In Indiana, nel paesino di Vincennes, circa a 130 miglia a sud di Indianapolis, c’è la casa-museo di William Henry Harrison, nono presidente degli Stati Uniti. La sua fu una presidenza brevissima: morì di tifo un mese dopo l’inaugurazione. In una stanza della sua casa-museo, sono evidenziate le sue gesta militari di quando era governatore dell’Indiana Territory e in particolare la battaglia di Tippecanoe con il massacro dei Shawnee. E poi le statue di Andrew Jackson, un po’ sparse per gli Stati Uniti. Forse la più famosa è quella di Lafayette Square a Washington DC. Ma quanti americani si ricordano che fu il presidente del “Trail of Tears”, la Marcia delle Lacrime, in cui vennero deportati 60 mila indiani, nelle riserve. E quattro mila morirono durante il tragitto.
L’America dei pionieri aveva capito che per crescere, per attirare le masse di coloni dall’Europa, aveva bisogno di cambiare immagine, di nascondere il sangue degli espropri e mettersi l’abito di gala delle corti europee.
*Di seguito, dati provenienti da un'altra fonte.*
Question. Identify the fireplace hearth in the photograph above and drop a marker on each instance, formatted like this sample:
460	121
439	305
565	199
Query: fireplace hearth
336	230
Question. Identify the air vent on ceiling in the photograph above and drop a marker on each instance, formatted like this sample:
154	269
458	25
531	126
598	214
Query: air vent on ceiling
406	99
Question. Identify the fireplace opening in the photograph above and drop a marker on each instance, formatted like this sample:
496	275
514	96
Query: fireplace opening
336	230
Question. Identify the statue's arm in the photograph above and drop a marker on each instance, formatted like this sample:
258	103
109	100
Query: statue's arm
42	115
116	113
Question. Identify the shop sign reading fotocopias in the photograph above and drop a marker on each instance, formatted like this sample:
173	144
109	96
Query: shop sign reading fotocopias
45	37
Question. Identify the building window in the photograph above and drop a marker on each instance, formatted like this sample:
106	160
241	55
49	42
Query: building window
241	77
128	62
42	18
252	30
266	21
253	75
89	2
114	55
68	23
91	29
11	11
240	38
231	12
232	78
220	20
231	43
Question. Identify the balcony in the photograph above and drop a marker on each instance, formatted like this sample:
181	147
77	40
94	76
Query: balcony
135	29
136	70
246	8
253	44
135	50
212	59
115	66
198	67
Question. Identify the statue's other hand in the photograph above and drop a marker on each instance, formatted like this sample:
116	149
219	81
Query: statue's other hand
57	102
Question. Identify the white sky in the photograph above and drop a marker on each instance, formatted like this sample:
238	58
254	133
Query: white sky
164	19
Si vendeva la terra degli indiani a chiunque volesse coltivarla ma per fare questo aveva bisogno del vestito buono e dei salotti che contavano.
John Adams, futuro presidente degli Stati Uniti, fu il primo ambasciatore delle ex colonia alla corte di Saint James, Benjamin Franklin fu il primo ambasciatore americano a Parigi e John Jay a Madrid. Gli USA erano rimasti legati sia nelle tradizioni che nella lingua con Londra, mentre Francia e Spagna erano i due confinanti a nord e sud del Paese. Uno dei più autorevoli ambasciatori mandati in Spagna fu Washington Irving, diplomatico a tutto servizio e ottimo scrittore di fantascienza. Fu lui l’inventore di Babbo Natale nel suo “Knickerboker Santa Claus”. Suoi i racconti di fantascienza e orrore “The Legend of Sleeping Hollow”, “Rip Van Winkle”, ma anche “The History of Life and Voyages of Christopher Columbus” pubblicato nel 1828. Un saggio ideato per legare ulteriormente i rapporti tra la nuova repubblica e la Spagna. E qui il viaggio e l’impresa di Cristoforo Colombo vennero romanzati, ingigantiti, abbelliti creando un’aureola di romanticismo e di coraggio, di ottimismo e di benevolenza. Un racconto di fantastoria che ebbe enorme successo ma che era in totale contrasto con la realtà dei fatti. Il risultato però lo ottenne facendo enorme presa sulle masse, che tra carestie e persecuzioni religiose lasciavano i propri paesi di origine.
Con Colombo si celebrava la vittoria dei cattolici sui protestanti e, soprattutto per i poveri immigrati italiani, l’incarnazione dell’eroe e il riscatto agli insulti e alle privazioni del tempo. Un modo per dire agli americani che se esistevano era grazie ad un italiano che aveva scoperto il loro continente. E a Denver, in Colorado, Angelo Noce con Sirio Mangini fondarono un bar nel 1873, il “Christopher Columbus Hall”, dove ogni 12 di ottobre c’era una gran festa. E il mito di Colombo attecchì e si propagò, grazie ai Sons of Italy, ai Knights of Columbus, alle battaglie di Generoso Pope. Finalmente nel 1968, il congressman Frank Annunzio, dopo una battaglia non facile riuscì a far proclamare Columbus Day festa federale.
Siamo stati scippati di un sogno, di un’immagine, di un successo. Abbiamo creduto alla verità romanzata di Washington Irving. E ora la verità storica prepotentemente si fa presente. Chissà se sarà così per altri grandi protagonisti del romanzo America…”.